High-efficiency or 80 percent efficient? If you live in an area with harsh winters, you should recoup the additional
expense of a high-efficiency condensing furnace (90 percent AFUE or more)
over the unit's lifetime. However, if your winters are more temperate,
you may be better off with an 80 percent model. If you're unsure, have your
contractor calculate fuel costs for both kinds of furnace, using your current
bills; then you can tell if future fuel savings justify the additional $1,000
or more for a 90 percent furnace.
Repair or replace? According to the 2008
Consumer Reports Buying Guide, an annual volume published by the editors
of ConsumerReports.org, "increased
efficiency is not usually an economically valid reason" to replace
an old furnace that is still in good working order. Experts generally
recommend replacing your old furnace if any of the following apply: it's
more than 15 to 20 years old; it has a pilot light rather than electronic
or hot-surface ignition; it does not have vent dampers or a draft fan;
it is a coal-burning model that has been converted to gas or oil.
Improve your home's efficiency. Before you invest in a new heating system, experts advise improving
the overall energy efficiency of your home through steps like adding insulation
and sealing air leaks. This will reduce the heating load of your
home, allowing you to purchase a smaller furnace.
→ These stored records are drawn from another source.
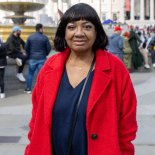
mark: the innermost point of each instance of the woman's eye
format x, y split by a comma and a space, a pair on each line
88, 27
70, 27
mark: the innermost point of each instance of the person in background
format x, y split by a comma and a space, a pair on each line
3, 63
151, 48
142, 49
137, 58
37, 48
116, 43
127, 51
84, 102
15, 50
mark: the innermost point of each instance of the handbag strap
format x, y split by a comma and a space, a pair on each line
71, 134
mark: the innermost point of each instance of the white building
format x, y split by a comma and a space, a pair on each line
135, 12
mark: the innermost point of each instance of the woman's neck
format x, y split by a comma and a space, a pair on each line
80, 59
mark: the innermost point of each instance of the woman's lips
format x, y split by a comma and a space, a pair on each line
79, 42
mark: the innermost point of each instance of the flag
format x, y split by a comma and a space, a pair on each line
60, 13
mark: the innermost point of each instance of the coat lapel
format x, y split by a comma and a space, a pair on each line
52, 81
101, 79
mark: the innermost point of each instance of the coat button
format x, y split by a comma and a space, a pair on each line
94, 136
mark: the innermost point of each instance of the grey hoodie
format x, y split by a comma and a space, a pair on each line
116, 44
Variable-speed blowers improve
the efficiency of your heating system. This device allows the furnace
to run at high speed in colder weather or low speed in milder weather.
This feature not only saves energy but also reduces wear and tear, because
the furnace isn't always cycling on and off. Furnaces with variable-speed
blowers produce fewer drafts, maintain a more constant temperature and
make less noise, because they're not always running on high.
A programmable thermostat
will save energy by reducing the amount of work your furnace
must do when no one's at home. For each degree you turn down the thermostat during
an eight-hour period, you can reduce your heating bill by about 2 percent.
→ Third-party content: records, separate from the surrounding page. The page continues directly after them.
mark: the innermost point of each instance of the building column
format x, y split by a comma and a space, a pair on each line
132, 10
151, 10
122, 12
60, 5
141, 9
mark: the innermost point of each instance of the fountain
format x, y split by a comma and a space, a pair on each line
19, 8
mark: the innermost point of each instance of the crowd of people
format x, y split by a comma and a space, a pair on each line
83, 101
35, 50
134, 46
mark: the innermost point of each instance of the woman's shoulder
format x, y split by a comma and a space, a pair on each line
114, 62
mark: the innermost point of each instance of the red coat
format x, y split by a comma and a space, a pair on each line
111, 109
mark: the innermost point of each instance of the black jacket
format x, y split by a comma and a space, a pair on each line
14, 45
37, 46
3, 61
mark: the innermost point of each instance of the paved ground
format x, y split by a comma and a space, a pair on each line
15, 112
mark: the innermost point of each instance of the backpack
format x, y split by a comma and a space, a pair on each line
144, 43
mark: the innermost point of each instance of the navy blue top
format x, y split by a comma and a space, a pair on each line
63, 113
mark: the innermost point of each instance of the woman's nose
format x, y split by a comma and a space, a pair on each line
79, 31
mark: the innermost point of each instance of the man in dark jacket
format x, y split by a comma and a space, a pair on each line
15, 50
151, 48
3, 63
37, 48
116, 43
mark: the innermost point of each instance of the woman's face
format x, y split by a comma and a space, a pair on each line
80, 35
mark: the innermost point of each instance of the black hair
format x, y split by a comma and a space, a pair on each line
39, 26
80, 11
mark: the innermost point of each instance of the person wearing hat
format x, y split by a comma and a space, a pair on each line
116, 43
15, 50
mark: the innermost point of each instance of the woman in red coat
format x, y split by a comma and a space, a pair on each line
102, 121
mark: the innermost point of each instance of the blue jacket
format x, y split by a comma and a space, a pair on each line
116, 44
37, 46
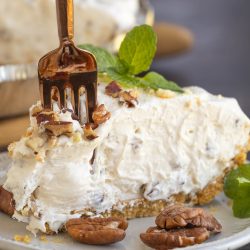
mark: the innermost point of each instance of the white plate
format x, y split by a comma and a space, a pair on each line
236, 232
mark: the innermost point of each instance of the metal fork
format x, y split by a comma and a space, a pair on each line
68, 68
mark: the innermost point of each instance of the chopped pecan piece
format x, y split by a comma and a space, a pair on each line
158, 238
179, 216
97, 231
100, 115
128, 97
113, 89
89, 133
46, 116
7, 203
58, 128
Programmable thermostats can keep the house at a lower temperature when
you're not home or at night. Replacing the old thermostat is a job most
homeowners can do themselves, according to the Department of Energy.
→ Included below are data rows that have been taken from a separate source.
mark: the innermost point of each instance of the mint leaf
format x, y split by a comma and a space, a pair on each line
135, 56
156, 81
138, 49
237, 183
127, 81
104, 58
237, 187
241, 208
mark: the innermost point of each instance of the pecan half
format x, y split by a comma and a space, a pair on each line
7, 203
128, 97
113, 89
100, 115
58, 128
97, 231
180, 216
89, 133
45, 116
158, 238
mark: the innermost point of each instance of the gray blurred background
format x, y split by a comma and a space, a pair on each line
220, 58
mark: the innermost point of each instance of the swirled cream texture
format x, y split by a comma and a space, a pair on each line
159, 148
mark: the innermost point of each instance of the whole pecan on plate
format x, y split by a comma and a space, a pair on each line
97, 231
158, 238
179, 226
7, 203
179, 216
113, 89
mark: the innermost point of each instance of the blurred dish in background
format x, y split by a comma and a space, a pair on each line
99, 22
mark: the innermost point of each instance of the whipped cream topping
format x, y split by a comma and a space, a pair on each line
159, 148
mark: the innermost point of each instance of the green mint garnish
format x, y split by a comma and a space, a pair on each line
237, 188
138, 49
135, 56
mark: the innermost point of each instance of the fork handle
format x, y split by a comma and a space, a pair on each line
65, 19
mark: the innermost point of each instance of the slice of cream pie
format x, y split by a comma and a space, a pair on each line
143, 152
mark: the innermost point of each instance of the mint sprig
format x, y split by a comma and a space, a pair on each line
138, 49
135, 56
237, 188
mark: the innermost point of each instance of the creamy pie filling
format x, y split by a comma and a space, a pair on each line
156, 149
Experts stress the importance of taking the time to find a good HVAC professional.
If you do not know one, you can ask friends and neighbors for references.
Ideally, you should get estimates in writing, along with customer references,
from at least three contractors. Make sure the contractor does a thorough
survey of your home to calculate the size of the system you will need. Your
contractor should be licensed and insured, and the technician who installs
the system should be certified by North American Technician Excellence (NATE).
Once your furnace has been installed, proper maintenance will keep it running
at top efficiency. Steps to take include cleaning air registers, baseboards
and radiators and cleaning or replacing air filters. Your heating system
should also be tuned up periodically: once a year for oil-fired furnaces,
once every two years for gas-powered models. Editors at ConsumerReports.org
say that human error, such as inadequate maintenance (or improper installation)
accounts for twice as many furnace problems as defective equipment.